For a long time it was believed that how far out the domain expiration was affected a site's ranking with Google. The thinking was that if you bought a domain for five years versus one, for example, that it showed you were serious about the site and therefore Google would give it preferential treatment.
In our experience the answer is no, it doesn't matter. Google developer John Mu said the following in a Webmaster thread on the topic:
"A bunch of TLDs do not publish expiration dates -- how could we compare domains with expiration dates to domains without that information? It seems that would be pretty hard, and likely not worth the trouble. Even when we do have that data, what would it tell us when comparing sites that are otherwise equivalent?

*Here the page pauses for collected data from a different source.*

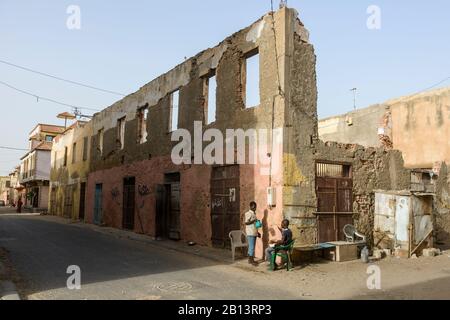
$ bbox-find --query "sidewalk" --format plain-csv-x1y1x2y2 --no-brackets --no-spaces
0,248,21,300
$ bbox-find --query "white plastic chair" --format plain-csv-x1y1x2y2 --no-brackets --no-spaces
343,224,367,243
229,231,248,261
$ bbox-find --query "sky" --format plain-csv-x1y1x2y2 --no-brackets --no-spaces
1,0,450,175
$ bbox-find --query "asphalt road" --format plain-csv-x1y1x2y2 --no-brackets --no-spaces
2,208,450,300
0,210,295,300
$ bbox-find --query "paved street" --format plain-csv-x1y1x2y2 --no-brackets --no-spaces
0,210,294,300
1,208,450,300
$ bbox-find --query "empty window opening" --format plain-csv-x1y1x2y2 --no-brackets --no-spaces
82,136,89,161
117,117,126,149
170,90,180,132
316,162,352,178
98,129,104,155
72,143,77,164
204,73,217,125
137,106,149,144
64,147,68,167
243,50,260,108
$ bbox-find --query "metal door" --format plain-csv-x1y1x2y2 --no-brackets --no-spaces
123,177,136,230
155,184,169,238
79,182,86,221
168,182,181,240
94,184,103,225
316,162,353,243
63,186,73,218
50,187,57,215
211,166,241,248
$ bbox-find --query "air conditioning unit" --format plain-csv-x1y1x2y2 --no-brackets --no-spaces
267,187,276,207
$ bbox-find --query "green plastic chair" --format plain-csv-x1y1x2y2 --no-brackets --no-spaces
270,239,296,271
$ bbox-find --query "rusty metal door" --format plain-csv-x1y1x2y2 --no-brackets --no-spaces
94,184,103,225
50,187,57,215
123,177,136,230
79,182,86,221
168,182,181,240
155,184,169,239
211,166,240,248
64,185,73,218
316,162,353,243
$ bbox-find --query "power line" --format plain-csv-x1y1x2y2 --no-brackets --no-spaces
0,146,28,151
0,80,101,112
0,58,126,97
421,76,450,92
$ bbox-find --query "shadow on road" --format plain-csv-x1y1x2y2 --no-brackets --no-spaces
0,214,234,297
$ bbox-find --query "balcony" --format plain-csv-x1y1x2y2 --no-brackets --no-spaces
19,169,37,184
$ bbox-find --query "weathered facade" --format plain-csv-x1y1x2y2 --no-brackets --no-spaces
7,167,21,206
318,88,450,248
49,121,92,220
0,176,9,204
19,124,65,211
318,87,450,169
50,7,413,258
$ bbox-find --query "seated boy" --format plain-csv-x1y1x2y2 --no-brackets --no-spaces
265,219,293,265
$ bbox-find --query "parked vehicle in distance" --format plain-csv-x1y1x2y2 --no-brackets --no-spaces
0,200,5,207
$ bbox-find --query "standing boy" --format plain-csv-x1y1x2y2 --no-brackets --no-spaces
244,201,259,266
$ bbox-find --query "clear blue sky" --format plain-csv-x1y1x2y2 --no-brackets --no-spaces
1,0,449,175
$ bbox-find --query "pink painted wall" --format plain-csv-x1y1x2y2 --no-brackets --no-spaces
86,156,283,259
86,156,212,246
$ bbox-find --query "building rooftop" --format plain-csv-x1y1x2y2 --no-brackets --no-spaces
28,123,66,136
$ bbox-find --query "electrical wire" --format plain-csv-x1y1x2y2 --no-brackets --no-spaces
0,80,101,112
0,146,28,151
421,76,450,92
0,59,126,97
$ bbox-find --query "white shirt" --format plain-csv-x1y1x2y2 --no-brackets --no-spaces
244,210,258,237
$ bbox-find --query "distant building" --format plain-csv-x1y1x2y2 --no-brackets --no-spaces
319,87,450,169
19,124,65,211
7,167,21,206
0,176,10,204
49,121,91,219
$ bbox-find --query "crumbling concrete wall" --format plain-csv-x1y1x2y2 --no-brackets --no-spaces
82,8,307,258
283,26,411,246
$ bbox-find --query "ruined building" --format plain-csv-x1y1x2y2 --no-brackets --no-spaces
319,87,450,248
50,7,417,258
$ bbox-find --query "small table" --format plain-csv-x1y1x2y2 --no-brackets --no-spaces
293,243,337,262
326,241,366,262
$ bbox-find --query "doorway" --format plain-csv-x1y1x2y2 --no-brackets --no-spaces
211,165,241,248
316,162,354,243
94,184,103,225
123,177,136,230
155,173,181,240
63,186,73,218
79,182,86,221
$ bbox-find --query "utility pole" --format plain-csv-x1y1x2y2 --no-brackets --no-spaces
73,107,93,120
350,88,357,110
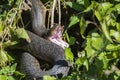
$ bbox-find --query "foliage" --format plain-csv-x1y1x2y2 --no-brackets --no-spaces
64,0,120,80
0,63,25,80
0,0,28,80
1,0,120,80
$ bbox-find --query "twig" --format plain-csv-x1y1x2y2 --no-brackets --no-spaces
58,0,61,25
47,10,51,28
51,0,57,28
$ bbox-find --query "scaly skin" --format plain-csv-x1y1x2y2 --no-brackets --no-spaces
18,31,70,80
16,0,70,79
30,0,48,37
20,52,69,80
20,31,66,63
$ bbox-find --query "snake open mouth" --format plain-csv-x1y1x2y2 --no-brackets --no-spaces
48,25,69,49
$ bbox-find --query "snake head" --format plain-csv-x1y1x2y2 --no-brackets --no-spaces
48,25,69,49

A year (the minimum duration, as far as I know) is pretty long in internet-time :-)."
His reasoning makes sense as to why Google wouldn't judge websites based on how soon the domain is set to expire. Another reason is probably that many people buy a domain a year at a time but set it to auto-renew. Each year their credit card is charged and the domain is renewed for another year without them having to think about it.
It would seem inaccurate to judge websites based on the fact that, in those cases, the expiration might be less than a year but the owner is very committed to their site.
Having said all that, there is a related metric that does matter: domain age.
Domain age is how long that domain has been in existence. If site-example.com was never purchased or used before you registered it, for example, it has a domain age of however long it's been since you've owned it.
It may not be a huge ranking factor, but generally speaking the longer a domain is registered the more it is trusted. After all, it's easy to buy a domain today and slap a site together that isn't useful or legit. But if your site has been around for 5-10 years it's more likely to be both useful and legit, so Google weighs that site a bit more favorably than a new one.